Жук разглядывал его молча — как тухлая морская букашка с причалов Вульфстака, с каким-то спокойным равнодушием в глазах. Те у него всё-таки были: почти ослепший Мастер всё же видел их, в темноте глазниц этой белой кости. Два чёрных, пропитанных пелигином глаза с бледной радужкой. Цвет глубочайшего моря.

Охотник за чудовищами, значит. Один из продуктов махинаций Базара и Мастеров. И теперь его охота за одним из самих Мастеров почти подошла к концу. Какая ирония… Какая мерзкая, пошлая, отвратительная ирония. Червяк выполз между постукивающих клыков Чаш, вгрызаясь в мясо на морде: даже теперь, когда половина его тела стала разлагающимся скелетом, Мастер жил — их род трудно, очень трудно убить. Закланный тому свидетельство; иронично, что на смертном одре Чаш вспоминал о нём. Его затошнило, и даже не из-за червей и могильной земли в горле.

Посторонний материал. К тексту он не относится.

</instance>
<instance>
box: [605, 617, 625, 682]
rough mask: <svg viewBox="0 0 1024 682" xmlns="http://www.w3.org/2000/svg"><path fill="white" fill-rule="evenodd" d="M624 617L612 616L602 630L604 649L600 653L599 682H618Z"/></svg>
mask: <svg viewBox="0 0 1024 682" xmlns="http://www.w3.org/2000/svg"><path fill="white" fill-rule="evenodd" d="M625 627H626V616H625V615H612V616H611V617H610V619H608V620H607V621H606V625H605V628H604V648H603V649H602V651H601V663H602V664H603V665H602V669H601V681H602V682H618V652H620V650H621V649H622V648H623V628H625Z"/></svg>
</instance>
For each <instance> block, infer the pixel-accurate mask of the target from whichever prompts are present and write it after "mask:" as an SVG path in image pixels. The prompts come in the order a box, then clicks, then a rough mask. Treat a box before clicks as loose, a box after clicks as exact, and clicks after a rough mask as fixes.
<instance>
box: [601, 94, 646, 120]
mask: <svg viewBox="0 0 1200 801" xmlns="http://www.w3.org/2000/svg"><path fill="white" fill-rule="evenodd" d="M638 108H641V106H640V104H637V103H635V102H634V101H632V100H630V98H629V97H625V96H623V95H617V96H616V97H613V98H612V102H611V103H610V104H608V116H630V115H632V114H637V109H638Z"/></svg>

Получи он больше антидота — он бы выжил. Не исцелился бы — он никогда от этих ран не исцелился бы — но выжил. Чаш с мокрым, рвущимся хрипом сглотнул, попытавшись подползти поближе, но голос жука буквально пригвоздил его к полу.

— А Кармин?

Такой спокойный голос. В трупах, что так недавно свежевали его, и то было больше жизни. Те, наверное, сейчас визжат от злобы, разражаясь проклятиями и требуя вернуть Мастера обратно в их лапы. Он не хотел возвращаться. Он не хотел этой боли снова. Он не хотел умирать.